Now, most tests are not perfect. So the connection between the outcome of the test and you want to know might not be deterministic. There might be some noise.

For example, there might be some cases where JBs cause Acne, but the test is negative (i.e. No red crystals). And there might be some cases where the JBs don’t cause Acne, but the test is positive (i.e.

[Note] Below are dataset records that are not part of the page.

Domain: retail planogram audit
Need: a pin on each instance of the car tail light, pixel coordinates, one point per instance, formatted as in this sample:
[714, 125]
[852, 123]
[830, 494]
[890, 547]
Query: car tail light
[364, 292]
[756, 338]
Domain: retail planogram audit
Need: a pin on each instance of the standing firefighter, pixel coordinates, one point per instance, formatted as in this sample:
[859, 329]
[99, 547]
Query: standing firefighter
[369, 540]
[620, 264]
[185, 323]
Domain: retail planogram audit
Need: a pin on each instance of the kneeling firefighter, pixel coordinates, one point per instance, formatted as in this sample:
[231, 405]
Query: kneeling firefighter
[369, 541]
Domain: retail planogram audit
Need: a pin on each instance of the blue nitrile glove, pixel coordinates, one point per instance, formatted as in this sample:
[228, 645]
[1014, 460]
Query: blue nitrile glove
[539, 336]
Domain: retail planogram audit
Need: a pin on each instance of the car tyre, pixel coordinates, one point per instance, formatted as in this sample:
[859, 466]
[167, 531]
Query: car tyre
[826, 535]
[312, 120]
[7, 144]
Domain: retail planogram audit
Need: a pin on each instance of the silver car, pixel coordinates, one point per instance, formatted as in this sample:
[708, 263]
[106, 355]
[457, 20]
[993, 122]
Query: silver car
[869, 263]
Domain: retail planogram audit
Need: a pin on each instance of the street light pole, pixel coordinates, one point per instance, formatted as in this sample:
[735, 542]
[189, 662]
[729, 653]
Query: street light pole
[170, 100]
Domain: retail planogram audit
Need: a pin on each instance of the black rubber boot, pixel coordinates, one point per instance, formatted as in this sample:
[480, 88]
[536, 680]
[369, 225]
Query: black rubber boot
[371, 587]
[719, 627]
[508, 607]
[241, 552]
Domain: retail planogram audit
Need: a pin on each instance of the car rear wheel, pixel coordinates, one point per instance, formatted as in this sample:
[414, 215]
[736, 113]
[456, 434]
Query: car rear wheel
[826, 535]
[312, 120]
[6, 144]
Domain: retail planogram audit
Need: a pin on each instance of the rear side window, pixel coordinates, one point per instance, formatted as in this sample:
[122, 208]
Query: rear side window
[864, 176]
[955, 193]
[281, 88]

Red crystals appear).

In Statistics-speak, the two types of cases are known as false negatives and false positives, respectively.

p-values

And, so, what is the significance of “p > 5%”

When a scientist says that the p-value of a test is greater than something (say 5%), she means that the chance that the test returns positive but should return negative is > 5%. Or in statistics-speak, the chance of a false positive is > 5%.

If we overlook this, we could misinterpret the results of our test.

For example, since the false positive rate for our JB-test is greater than 5% (or 1 in 20), if we repeat the test 20 times on safe JBs, we are likely to get one positive result (falsely) indicating that JBs cause acne.

Far too often, statistics, reported everywhere, from the media to even esteemed academic journals, suffer from this problem.

What about false negatives?

What was the false-negative rate of our JB-test? What was the probability that there is no red precipitate, but the JBs do indeed cause Acne? Why didn’t the scientists report this?

With most statistical tests, there is an implicit assumption that the negative state is more common than the positive state. For example, that most JBs do not cause Acne. In statistics-speak, this negative state is known as the “null hypothesis”.

For example, suppose that most JBs (say 99%) are safe, and 1% cause acne. Suppose we test 10,000 JBs. 9,900 of these are safe; 100 cause acne.

Since our false positive rate > 5%, of the 9,900 safe JBs, the test will return positive for > 495 samples, and negative for < 9,405.

Now suppose that our false-negative rate is very high. Let’s say that it is 50%. That is, for a JB that does cause Acne, there is a 50% chance that the test returns negative.

That means, for our 100% unsafe JBs, the test will return positive for 50 and negative for 50.

Let’s look at the performance of our test as a whole.

For 9,405 of the safe JBs and 50 of the unsafe JBs, the test was correct. For > 495 safe JBs and 50 unsafe JBs, the test was incorrect. The point to note is that 495 > 50. I.e. even if the false-negative rate is much higher than the false positive rate, if there are far more negatives than positives, then the absolute number of false positives will be considerably higher than the absolute number of false positives.

Assuming this, scientists often only report the false positive rate, by way of the p-value.

If the assumption “the negative state is more common than the positive state” breaks down, so does “the absolute number of false positives will be far greater than the absolute number of false positives”.

Just as p-values are ignored and misinterpreted, many analyses wrongly assume these assumptions.

Staying safe from Statistics

Always ask the following questions:

What is the false-negative rate? Many studies avoid reporting this. For example, that is the chance of a JB causing Acne if no red precipitate is observed?
What is the actual prevalence of positives and negatives? Are there more safe JBs than Acne causing JBs? Is “the negative state is more common than the positive state” assumption reasonable?

Usually, humans are far more likely to mislead than statistics. Hence you should more importantly also ask:

How does a positive outcome impact the scientist?
How does a negative outcome impact the scientist?
Would one or the other result in higher pay, more awards, or more prestige?